Coburn, Cassandra and Allman, Erik and Mahanti, Parag and Benedetto, Alexandre and Cabreiro, Filipe and Pincus, Zachary and Matthijssens, Filip and Araiz, Caroline and Mandel, Abraham and Vlachos, Manolis and Edwards, Sally-Anne and Fischer, Grahame and Davidson, Alexander and Pryor, Rosina E and Stevens, Ailsa and Slack, Frank J and Tavernarakis, Nektarios and Braeckman, Bart P and Schroeder, Frank C and Nehrke, Keith and Gems, David (2013) Anthranilate fluorescence marks a calcium-propagated necrotic wave that promotes organismal death in C. elegans. Plos Biology, 11 (7): e1001613. ISSN 1544-9173
Full text not available from this repository.Abstract
For cells the passage from life to death can involve a regulated, programmed transition. In contrast to cell death, the mechanisms of systemic collapse underlying organismal death remain poorly understood.
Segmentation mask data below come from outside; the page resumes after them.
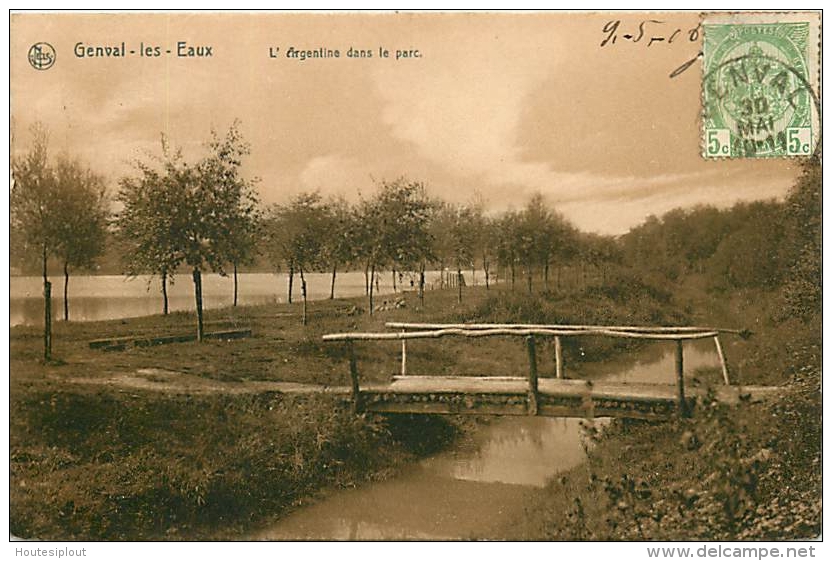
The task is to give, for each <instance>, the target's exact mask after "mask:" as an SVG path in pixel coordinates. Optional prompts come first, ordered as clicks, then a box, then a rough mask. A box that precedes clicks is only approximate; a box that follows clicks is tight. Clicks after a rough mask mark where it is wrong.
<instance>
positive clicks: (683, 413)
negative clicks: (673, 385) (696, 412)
mask: <svg viewBox="0 0 832 561" xmlns="http://www.w3.org/2000/svg"><path fill="white" fill-rule="evenodd" d="M676 386H677V390H678V394H679V403H678V408H679V410H678V413H679V416H680V417H687V416H688V404H687V402H686V401H685V359H684V355H683V351H682V340H681V339H678V340H677V341H676Z"/></svg>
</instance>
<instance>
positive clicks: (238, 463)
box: [10, 291, 477, 540]
mask: <svg viewBox="0 0 832 561" xmlns="http://www.w3.org/2000/svg"><path fill="white" fill-rule="evenodd" d="M447 292H451V291H447ZM400 294H401V293H400ZM436 296H437V293H435V292H434V293H432V294H431V296H430V298H435V297H436ZM451 296H452V297H454V298H455V297H456V294H455V292H454V294H453V295H451ZM409 297H410V298H412V299H415V295H413V294H410V295H409ZM364 303H366V298H365V297H360V296H358V297H350V298H339V299H335V300H330V301H325V302H324V301H321V302H320V303H317V305H316V306H315V308H316V309H317V311H319V312H320V313H321V314H322V317H323V318H324V319H323V320H321V321H326V320H325V317H326V314H327V313H328V312H329V311H330V310H329V308H331V307H333V306H336V307H339V306H340V307H343V306H350V305H352V306H360V305H361V304H364ZM271 307H273V306H250V307H246V306H241V307H239V308H236V309H235V310H234V312H236V313H246V312H249V311H252V310H257V309H262V308H271ZM288 307H291V306H290V305H281V304H278V305H277V306H276V309H278V310H282V309H284V308H288ZM294 307H295V308H296V307H297V304H295V305H294ZM229 311H231V308H218V309H214V310H211V311H210V312H209V313H210V314H214V315H216V316H222V315H224V314H225V313H226V312H229ZM292 311H293V312H295V311H296V310H295V309H292ZM455 313H458V310H457V311H456V312H455ZM192 315H193V314H189V313H187V312H176V313H173V314H171V316H167V319H172V320H173V321H175V322H176V325H178V326H179V327H175V328H177V329H179V328H181V327H182V326H183V323H184V322H189V321H190V320H191V319H192V318H191V317H190V316H192ZM164 319H166V318H165V317H163V316H161V315H152V316H145V317H141V318H129V319H128V320H105V321H100V322H83V323H82V324H59V325H58V329H57V330H56V331H57V335H58V341H59V342H60V343H62V344H64V345H68V344H69V342H68V341H67V340H66V339H68V337H67V334H69V333H71V332H72V329H73V328H78V327H80V328H81V329H80V330H76V331H78V332H77V333H74V334H73V335H72V338H71V339H72V341H71V343H72V344H73V345H75V346H76V347H78V346H81V347H85V346H86V339H87V338H89V337H90V336H97V335H99V334H100V333H98V332H101V333H107V332H109V331H110V330H111V329H113V328H120V327H124V328H125V329H136V328H139V329H141V328H143V327H144V326H147V325H151V324H154V323H156V322H158V321H161V320H164ZM454 319H456V316H454ZM318 327H319V328H320V326H318ZM171 328H172V327H171V326H170V325H167V326H165V327H163V328H162V331H167V330H170V329H171ZM37 333H38V328H37V327H34V326H20V327H16V328H13V329H12V330H11V338H12V340H13V342H14V340H15V339H18V342H19V341H25V342H27V345H28V346H34V347H36V346H37ZM91 334H92V335H91ZM190 344H191V345H194V344H196V343H190ZM12 348H13V352H12V355H13V356H12V359H13V361H12V364H11V368H10V372H11V374H12V383H11V384H10V390H11V395H10V406H11V411H10V419H12V426H11V429H10V436H11V442H10V460H11V465H10V468H11V469H10V491H11V495H10V513H11V520H10V530H11V532H12V534H13V535H15V536H17V537H21V538H26V539H71V540H74V539H83V540H87V539H107V540H132V539H142V540H146V539H165V540H193V539H200V540H204V539H208V540H214V539H239V538H240V537H241V536H243V535H246V534H247V533H248V532H250V529H251V527H252V526H257V525H260V524H264V523H266V522H267V521H268V520H273V519H274V518H275V517H277V516H281V515H283V514H285V513H287V512H289V511H291V510H292V509H294V508H297V507H298V506H299V505H301V504H304V503H306V502H309V501H312V500H315V497H316V496H318V495H320V494H321V493H326V492H329V491H330V490H333V489H338V488H344V487H353V486H357V485H361V484H362V483H363V482H366V481H378V480H383V479H386V478H388V477H391V476H394V475H395V474H396V473H397V472H398V470H400V469H402V468H404V467H405V466H407V465H408V464H410V463H412V462H414V461H417V460H418V459H420V458H422V457H424V456H426V455H430V454H434V453H437V452H439V451H441V450H443V449H445V448H446V447H448V446H450V445H451V444H452V443H455V442H458V441H459V440H460V439H463V438H466V433H467V432H468V431H469V430H470V429H471V427H472V426H473V425H474V424H476V422H477V421H476V420H475V419H473V418H459V419H456V418H450V417H428V416H413V417H410V416H406V417H405V416H396V417H395V418H393V417H384V416H382V415H369V414H363V415H359V416H355V415H353V414H352V413H351V412H350V410H349V403H347V402H345V401H344V400H343V398H341V397H338V396H316V395H310V396H302V397H301V396H289V395H285V394H279V393H276V392H259V393H255V394H245V395H226V394H212V395H186V394H181V393H179V394H160V393H159V392H154V391H152V390H142V389H132V390H129V391H128V390H127V389H125V388H121V389H117V388H107V387H106V386H102V385H87V384H77V383H74V384H68V383H66V382H63V381H61V380H60V378H61V377H62V376H66V369H67V368H72V360H73V359H72V358H71V357H69V358H67V360H66V361H65V360H63V359H58V360H56V361H53V362H50V363H47V364H44V363H43V362H42V361H40V360H32V357H33V356H37V355H36V353H23V355H24V356H23V357H22V358H23V360H20V358H21V357H17V358H18V359H17V360H14V359H15V357H14V354H15V352H14V345H13V346H12ZM67 352H68V351H67ZM84 352H86V350H85V351H84ZM98 352H100V351H98ZM168 352H170V351H168ZM59 354H60V353H59ZM121 354H122V356H124V357H125V360H127V361H128V362H129V361H131V360H132V359H131V357H130V356H129V354H123V353H121ZM26 355H28V356H26ZM27 358H28V359H29V360H26V359H27ZM24 369H26V370H32V369H33V370H37V371H38V373H36V374H35V375H34V377H35V378H37V379H36V380H32V379H31V376H28V375H27V376H26V378H29V379H27V380H26V381H25V382H23V383H19V384H16V383H15V382H14V379H15V378H16V376H15V374H16V373H20V372H21V371H22V370H24ZM197 410H199V413H196V411H197ZM276 412H278V413H280V414H281V415H283V416H284V418H282V419H278V418H277V414H278V413H276ZM165 419H168V420H172V419H176V421H175V422H171V423H170V426H165V424H164V422H162V421H164V420H165ZM93 433H98V434H101V435H106V436H107V438H109V439H112V440H114V441H116V442H121V443H122V445H121V446H111V445H110V444H109V443H107V442H105V441H103V440H102V439H100V438H96V436H95V435H94V434H93ZM165 433H167V434H165ZM177 433H178V434H179V435H180V436H181V435H182V434H185V433H191V434H197V435H200V436H198V437H195V438H182V439H181V440H178V439H177V437H175V436H173V435H175V434H177ZM161 434H164V435H165V436H164V437H161V438H157V437H156V436H157V435H161ZM251 435H257V436H256V437H251ZM281 440H284V441H286V442H290V446H288V447H287V446H283V447H281V445H280V441H281ZM125 441H129V442H130V445H124V444H123V443H124V442H125ZM235 474H236V475H235ZM264 474H266V475H269V477H266V476H265V475H264ZM275 474H277V475H276V476H275ZM275 477H276V478H277V479H278V480H279V481H280V484H279V485H275V484H274V478H275ZM37 488H40V489H41V490H48V492H46V493H39V492H34V493H33V492H32V491H33V489H37Z"/></svg>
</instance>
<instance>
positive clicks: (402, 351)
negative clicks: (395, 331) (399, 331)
mask: <svg viewBox="0 0 832 561" xmlns="http://www.w3.org/2000/svg"><path fill="white" fill-rule="evenodd" d="M402 333H406V332H405V331H402ZM402 376H407V339H402Z"/></svg>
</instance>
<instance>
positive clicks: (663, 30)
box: [601, 19, 701, 47]
mask: <svg viewBox="0 0 832 561" xmlns="http://www.w3.org/2000/svg"><path fill="white" fill-rule="evenodd" d="M601 32H602V33H603V35H604V37H603V39H602V40H601V46H602V47H606V46H607V45H615V44H616V41H618V40H619V39H620V40H621V42H622V43H623V42H630V43H642V42H643V44H644V45H645V46H647V47H651V46H653V44H654V43H656V44H660V43H666V44H668V45H670V44H671V43H674V42H677V43H681V42H685V43H694V42H696V41H698V40H699V37H700V35H701V32H700V25H697V26H696V27H693V28H691V29H682V28H681V27H678V26H675V25H668V24H667V22H664V21H661V20H657V19H645V20H641V21H640V22H639V23H638V24H637V25H633V24H622V22H621V20H620V19H616V20H610V21H608V22H606V23H605V24H604V27H603V28H601Z"/></svg>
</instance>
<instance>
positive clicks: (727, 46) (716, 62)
mask: <svg viewBox="0 0 832 561" xmlns="http://www.w3.org/2000/svg"><path fill="white" fill-rule="evenodd" d="M732 27H733V29H731V30H729V32H728V33H724V34H723V35H722V36H721V37H719V36H718V39H717V40H716V41H712V42H711V45H710V49H707V48H706V51H709V52H706V60H705V74H704V77H703V104H704V106H703V110H704V112H703V125H704V133H705V137H704V139H703V140H704V146H703V150H704V155H705V156H706V157H717V158H718V157H729V158H731V157H734V158H772V157H792V156H811V155H813V154H815V153H816V151H817V150H818V149H819V147H820V130H819V129H820V124H819V123H820V119H819V116H820V102H819V100H818V98H817V96H816V94H815V92H814V90H813V88H812V86H811V84H810V82H809V80H808V76H809V72H810V69H809V65H808V63H807V58H806V55H805V50H804V49H801V45H800V42H799V41H796V40H795V33H794V30H793V29H787V28H784V27H783V26H780V27H776V28H775V27H771V26H768V27H767V26H732ZM738 28H739V29H738ZM706 33H707V30H706ZM798 37H799V35H798Z"/></svg>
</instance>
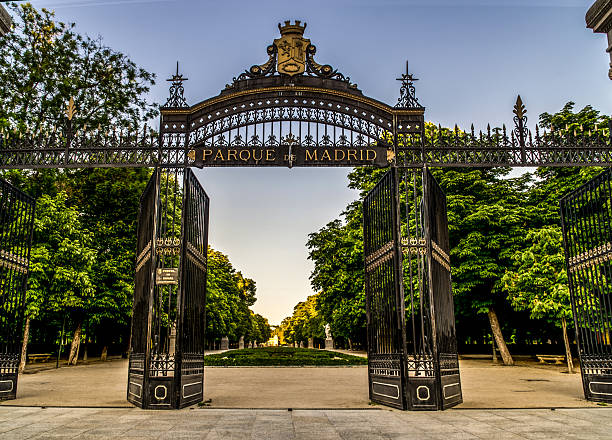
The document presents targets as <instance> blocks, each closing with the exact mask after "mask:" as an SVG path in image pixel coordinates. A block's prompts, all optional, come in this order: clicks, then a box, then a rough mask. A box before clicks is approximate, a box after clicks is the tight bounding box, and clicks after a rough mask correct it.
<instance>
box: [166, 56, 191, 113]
mask: <svg viewBox="0 0 612 440" xmlns="http://www.w3.org/2000/svg"><path fill="white" fill-rule="evenodd" d="M187 80H188V78H183V74H179V70H178V61H177V62H176V73H175V74H174V75H172V78H168V79H167V80H166V81H169V82H171V83H172V84H171V85H170V97H169V98H168V100H167V101H166V103H165V104H164V107H189V106H188V105H187V100H186V99H185V96H184V95H183V93H184V91H185V89H184V88H183V82H184V81H187Z"/></svg>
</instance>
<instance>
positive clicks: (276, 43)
mask: <svg viewBox="0 0 612 440" xmlns="http://www.w3.org/2000/svg"><path fill="white" fill-rule="evenodd" d="M290 23H291V22H290V21H285V25H284V26H281V24H280V23H279V24H278V29H279V30H280V32H281V37H280V38H278V39H276V40H274V45H275V46H276V50H277V51H278V55H277V62H276V70H277V71H278V73H284V74H285V75H289V76H293V75H300V74H302V73H304V71H305V70H306V48H307V47H308V46H309V45H310V40H307V39H306V38H304V30H305V29H306V23H304V25H303V26H302V25H301V24H300V23H301V22H300V21H299V20H296V21H295V24H290Z"/></svg>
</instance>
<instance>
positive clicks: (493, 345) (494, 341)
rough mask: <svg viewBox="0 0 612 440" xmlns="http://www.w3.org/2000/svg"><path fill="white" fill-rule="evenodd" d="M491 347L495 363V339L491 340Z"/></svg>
mask: <svg viewBox="0 0 612 440" xmlns="http://www.w3.org/2000/svg"><path fill="white" fill-rule="evenodd" d="M491 346H492V347H493V363H494V364H496V363H497V353H496V352H495V338H491Z"/></svg>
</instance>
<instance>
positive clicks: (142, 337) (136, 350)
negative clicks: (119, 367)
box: [127, 168, 209, 409]
mask: <svg viewBox="0 0 612 440" xmlns="http://www.w3.org/2000/svg"><path fill="white" fill-rule="evenodd" d="M208 206H209V199H208V196H207V195H206V193H205V192H204V190H203V189H202V187H201V186H200V184H199V183H198V181H197V179H196V177H195V176H194V175H193V172H192V171H191V169H189V168H185V169H179V168H171V169H163V170H162V169H159V168H157V169H156V170H155V172H154V173H153V176H152V177H151V180H150V181H149V184H148V185H147V188H146V189H145V191H144V193H143V196H142V198H141V203H140V214H139V225H138V246H137V261H136V280H135V281H136V282H135V291H134V309H133V317H132V342H131V349H130V365H129V375H128V389H127V398H128V400H129V401H130V402H132V403H134V404H135V405H138V406H140V407H142V408H158V409H164V408H182V407H185V406H188V405H192V404H194V403H197V402H200V401H201V400H202V397H203V390H204V329H205V326H206V323H205V316H206V314H205V307H206V265H207V260H206V255H207V247H208Z"/></svg>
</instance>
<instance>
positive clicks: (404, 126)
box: [161, 76, 424, 166]
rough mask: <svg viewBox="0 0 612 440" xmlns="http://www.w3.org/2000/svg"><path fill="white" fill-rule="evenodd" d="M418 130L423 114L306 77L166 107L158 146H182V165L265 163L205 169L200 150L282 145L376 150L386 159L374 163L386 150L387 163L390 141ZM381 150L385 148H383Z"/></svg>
mask: <svg viewBox="0 0 612 440" xmlns="http://www.w3.org/2000/svg"><path fill="white" fill-rule="evenodd" d="M423 127H424V109H423V108H422V107H421V108H403V107H399V108H394V107H391V106H388V105H387V104H384V103H382V102H380V101H377V100H375V99H372V98H368V97H365V96H363V94H362V93H361V91H360V90H359V89H357V88H356V87H352V86H351V85H349V84H347V83H346V82H344V81H341V80H335V79H325V78H318V77H308V76H304V77H295V78H289V77H285V76H272V77H267V78H260V79H256V80H252V79H243V80H239V81H237V82H236V83H235V85H234V86H233V87H229V88H226V89H225V90H224V91H223V92H222V93H221V94H220V95H219V96H217V97H215V98H211V99H208V100H206V101H203V102H201V103H199V104H196V105H194V106H193V107H188V108H184V107H183V108H176V107H173V108H169V107H166V108H163V109H162V126H161V128H162V143H163V144H164V145H165V146H172V147H175V148H179V147H180V146H181V145H184V146H185V148H186V149H187V150H189V151H191V152H192V154H191V157H188V158H187V164H188V165H196V166H224V165H225V166H236V165H246V166H248V165H258V166H261V165H265V164H266V161H262V162H259V163H257V162H248V163H247V162H245V161H241V160H240V159H237V160H236V161H231V160H227V159H226V160H224V161H223V162H222V163H218V162H215V163H204V158H203V157H202V150H203V149H206V148H231V147H236V148H261V147H272V148H277V147H281V148H282V147H283V146H297V147H306V148H349V149H358V150H361V149H364V148H371V147H373V146H379V148H378V149H377V150H374V151H376V153H377V155H378V154H384V157H382V159H381V158H379V161H378V163H379V164H386V163H388V161H387V153H386V152H385V151H384V150H386V149H388V150H389V155H388V158H389V159H391V158H392V157H393V154H392V144H393V138H394V135H395V134H397V133H398V132H400V133H410V134H414V135H420V134H421V132H422V130H423ZM381 144H384V145H385V147H384V148H382V149H381V147H380V145H381ZM196 151H198V152H199V153H200V158H199V159H200V160H198V158H197V157H196ZM293 151H294V152H295V151H296V150H293ZM339 162H340V163H341V164H342V165H346V162H345V161H339ZM367 163H368V161H365V162H360V163H355V164H356V165H363V164H367ZM267 164H268V165H278V162H277V161H274V162H272V161H269V163H267ZM317 165H320V164H317ZM325 165H334V163H333V161H331V162H329V161H328V162H327V163H325Z"/></svg>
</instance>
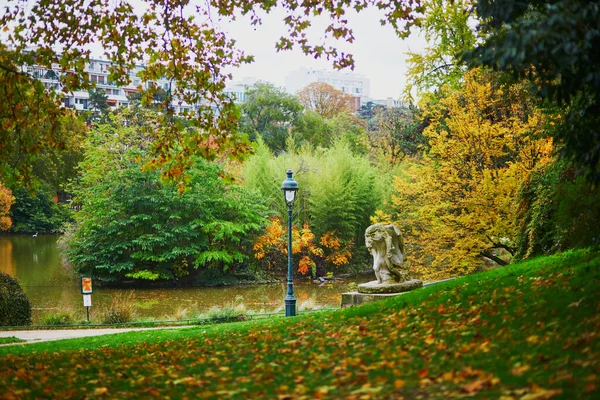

Here we present evidence of a cascade of cell death involving the calpain-cathepsin necrosis pathway that can drive organismal death in Caenorhabditis elegans. We report that organismal death is accompanied by a burst of intense blue fluorescence, generated within intestinal cells by the necrotic cell death pathway. Such death fluorescence marks an anterior to posterior wave of intestinal cell death that is accompanied by cytosolic acidosis. This wave is propagated via the innexin INX-16, likely by calcium influx. Notably, inhibition of systemic necrosis can delay stress-induced death. We also identify the source of the blue fluorescence, initially present in intestinal lysosome-related organelles (gut granules), as anthranilic acid glucosyl esters--not, as previously surmised, the damage product lipofuscin. Anthranilic acid is derived from tryptophan by action of the kynurenine pathway. These findings reveal a central mechanism of organismal death in C. elegans that is related to necrotic propagation in mammals--e.g., in excitotoxicity and ischemia-induced neurodegeneration. Endogenous anthranilate fluorescence renders visible the spatio-temporal dynamics of C. elegans organismal death.